🆕 Faster agents with parallel tool execution and guardrails & moderation for safer apps. See what's new in Haystack 2.15 🌟
Maintained by deepset

Integration: HanLP

Use HanLP for Chinese text processing with Haystack

Authors
MaChi
deepset

Table of Contents

Overview

You can use HanLP (Han Language Processing) in your Haystack pipelines or as a standalone component for Chinese text processing. HanLP is a comprehensive NLP library for Chinese language processing that provides advanced tokenization, sentence segmentation, and other linguistic analysis capabilities.

The integration provides a specialized ChineseDocumentSplitter component that understands the unique characteristics of Chinese text, such as the lack of spaces between words and the multi-character nature of Chinese words.

Installation

pip install hanlp-haystack

Usage

Basic Configuration

Here’s a simple example of how to use the ChineseDocumentSplitter:

from haystack import Document, Pipeline
from haystack.components.writers import DocumentWriter
from haystack.document_stores.in_memory import InMemoryDocumentStore
from haystack_integrations.components.preprocessors.hanlp import ChineseDocumentSplitter

# Create a document with Chinese text
doc = Document(content=
    "这是第一句话,这是第二句话,这是第三句话。"
    "这是第四句话,这是第五句话,这是第六句话!"
    "这是第七句话,这是第八句话,这是第九句话?"
)

# Initialize the splitter
splitter = ChineseDocumentSplitter(
    split_by="word",
    split_length=10,
    split_overlap=3,
    respect_sentence_boundary=True
)

# Warm up the component (loads the necessary models)
splitter.warm_up()

result = splitter.run(documents=[doc])
print(result["documents"])

Advanced Configuration

The ChineseDocumentSplitter supports various configuration options:

from haystack_integrations.components.preprocessors.hanlp import ChineseDocumentSplitter

splitter = ChineseDocumentSplitter(
    split_by="sentence",
    split_length=1000,
    split_overlap=200,
    split_threshold=0,
    respect_sentence_boundary=True,
    granularity="coarse"
)

Available split_by options:

  • word: Split by Chinese words (default)
  • sentence: Split by sentences using HanLP sentence tokenizer
  • passage: Split by double line breaks (\n\n)
  • page: Split by form feed (\f)
  • line: Split by line breaks (\n)
  • period: Split by periods (.)
  • function: Use a custom splitting function

Granularity options:

  • coarse: Coarse granularity Chinese word segmentation (default)
  • fine: Fine granularity word segmentation

Sentence Boundary Respect

When splitting by words, you can ensure that splits respect sentence boundaries:

from haystack import Document
from haystack_integrations.components.preprocessors.hanlp import ChineseDocumentSplitter

doc = Document(content=
    "这是第一句话,这是第二句话,这是第三句话。"
    "这是第四句话,这是第五句话,这是第六句话!"
    "这是第七句话,这是第八句话,这是第九句话?"
)

splitter = ChineseDocumentSplitter(
    split_by="word",
    split_length=10,
    split_overlap=3,
    respect_sentence_boundary=True
)
splitter.warm_up()
result = splitter.run(documents=[doc])

Custom Splitting Functions

You can also use custom splitting functions for specialized text processing:

from haystack import Document
from haystack_integrations.components.preprocessors.hanlp import ChineseDocumentSplitter

def custom_chinese_split(text: str) -> list[str]:
    return text.split("。")

doc = Document(content="这是第一句话。这是第二句话。这是第三句话。")
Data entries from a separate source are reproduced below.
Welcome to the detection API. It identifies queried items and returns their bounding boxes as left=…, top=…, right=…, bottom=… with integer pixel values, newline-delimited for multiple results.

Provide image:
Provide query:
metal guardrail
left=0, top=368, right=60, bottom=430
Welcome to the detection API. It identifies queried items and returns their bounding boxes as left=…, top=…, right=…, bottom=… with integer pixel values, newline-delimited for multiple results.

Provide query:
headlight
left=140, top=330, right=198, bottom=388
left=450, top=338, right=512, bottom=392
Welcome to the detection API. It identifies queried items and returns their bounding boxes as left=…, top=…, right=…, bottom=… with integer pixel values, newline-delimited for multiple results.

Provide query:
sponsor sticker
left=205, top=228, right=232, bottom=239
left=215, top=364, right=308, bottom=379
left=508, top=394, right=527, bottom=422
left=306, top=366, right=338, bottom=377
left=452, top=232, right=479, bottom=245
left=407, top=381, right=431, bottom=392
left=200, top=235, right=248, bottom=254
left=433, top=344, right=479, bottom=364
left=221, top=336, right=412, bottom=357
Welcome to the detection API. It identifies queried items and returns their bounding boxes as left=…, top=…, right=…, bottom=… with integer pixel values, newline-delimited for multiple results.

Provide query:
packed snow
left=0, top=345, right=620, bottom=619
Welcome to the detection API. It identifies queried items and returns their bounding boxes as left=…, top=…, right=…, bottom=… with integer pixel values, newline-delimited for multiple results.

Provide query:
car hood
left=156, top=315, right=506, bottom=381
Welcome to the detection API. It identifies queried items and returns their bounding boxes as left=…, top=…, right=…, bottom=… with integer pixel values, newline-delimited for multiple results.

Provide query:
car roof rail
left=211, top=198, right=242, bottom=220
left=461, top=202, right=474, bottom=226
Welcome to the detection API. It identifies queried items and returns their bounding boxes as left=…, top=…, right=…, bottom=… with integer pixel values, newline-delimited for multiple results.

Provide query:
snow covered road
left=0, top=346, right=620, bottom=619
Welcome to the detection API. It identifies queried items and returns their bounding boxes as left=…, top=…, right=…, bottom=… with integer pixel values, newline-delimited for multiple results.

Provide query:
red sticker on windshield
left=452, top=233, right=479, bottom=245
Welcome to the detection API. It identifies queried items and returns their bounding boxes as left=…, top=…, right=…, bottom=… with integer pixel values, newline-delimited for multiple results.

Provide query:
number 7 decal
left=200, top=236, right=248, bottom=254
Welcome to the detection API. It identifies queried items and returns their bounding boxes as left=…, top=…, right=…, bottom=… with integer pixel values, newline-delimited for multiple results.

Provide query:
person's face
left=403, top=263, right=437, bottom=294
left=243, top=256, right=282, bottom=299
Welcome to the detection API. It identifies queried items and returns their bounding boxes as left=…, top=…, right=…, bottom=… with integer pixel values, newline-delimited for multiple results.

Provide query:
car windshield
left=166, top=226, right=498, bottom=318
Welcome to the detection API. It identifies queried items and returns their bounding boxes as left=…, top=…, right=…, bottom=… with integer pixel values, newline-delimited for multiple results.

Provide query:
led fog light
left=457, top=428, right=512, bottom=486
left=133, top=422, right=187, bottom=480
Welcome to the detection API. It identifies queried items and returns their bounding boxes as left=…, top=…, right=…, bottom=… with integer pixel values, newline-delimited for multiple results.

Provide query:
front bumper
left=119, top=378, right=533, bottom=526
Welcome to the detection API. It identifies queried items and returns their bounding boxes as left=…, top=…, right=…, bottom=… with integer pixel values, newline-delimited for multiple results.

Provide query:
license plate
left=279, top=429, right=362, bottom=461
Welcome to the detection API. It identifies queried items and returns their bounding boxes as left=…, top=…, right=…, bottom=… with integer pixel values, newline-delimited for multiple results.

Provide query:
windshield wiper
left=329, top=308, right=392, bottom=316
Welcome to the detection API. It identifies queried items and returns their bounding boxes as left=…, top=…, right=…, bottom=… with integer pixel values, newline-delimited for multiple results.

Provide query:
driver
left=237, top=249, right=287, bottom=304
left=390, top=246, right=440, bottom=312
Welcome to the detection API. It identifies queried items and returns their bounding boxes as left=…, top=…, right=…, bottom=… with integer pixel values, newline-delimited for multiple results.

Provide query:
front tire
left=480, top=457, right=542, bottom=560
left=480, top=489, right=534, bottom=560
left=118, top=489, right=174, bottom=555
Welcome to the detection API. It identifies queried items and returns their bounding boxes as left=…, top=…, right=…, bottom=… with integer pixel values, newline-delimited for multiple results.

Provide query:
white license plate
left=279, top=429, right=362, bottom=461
splitter = ChineseDocumentSplitter(
    split_by="function",
    splitting_function=custom_chinese_split
)
splitter.warm_up()
result = splitter.run(documents=[doc])

Integration with Haystack Pipelines

The ChineseDocumentSplitter integrates seamlessly with Haystack pipelines:

from haystack import Pipeline
from haystack.components.writers import DocumentWriter
from haystack.document_stores.in_memory import InMemoryDocumentStore
from haystack_integrations.components.preprocessors.hanlp import ChineseDocumentSplitter

document_store = InMemoryDocumentStore()

indexing_pipeline = Pipeline()
indexing_pipeline.add_component("splitter", ChineseDocumentSplitter(
    split_by="word",
    split_length=1000,
    split_overlap=200,
    respect_sentence_boundary=True
))
indexing_pipeline.add_component("writer", DocumentWriter(document_store=document_store))
indexing_pipeline.connect("splitter", "writer")

chinese_documents = [
    Document(content="这是第一个文档的内容。"),
    Document(content="这是第二个文档的内容。"),
]

indexing_pipeline.run({"splitter": {"documents": chinese_documents}})

License

hanlp-haystack is distributed under the terms of the Apache-2.0 license.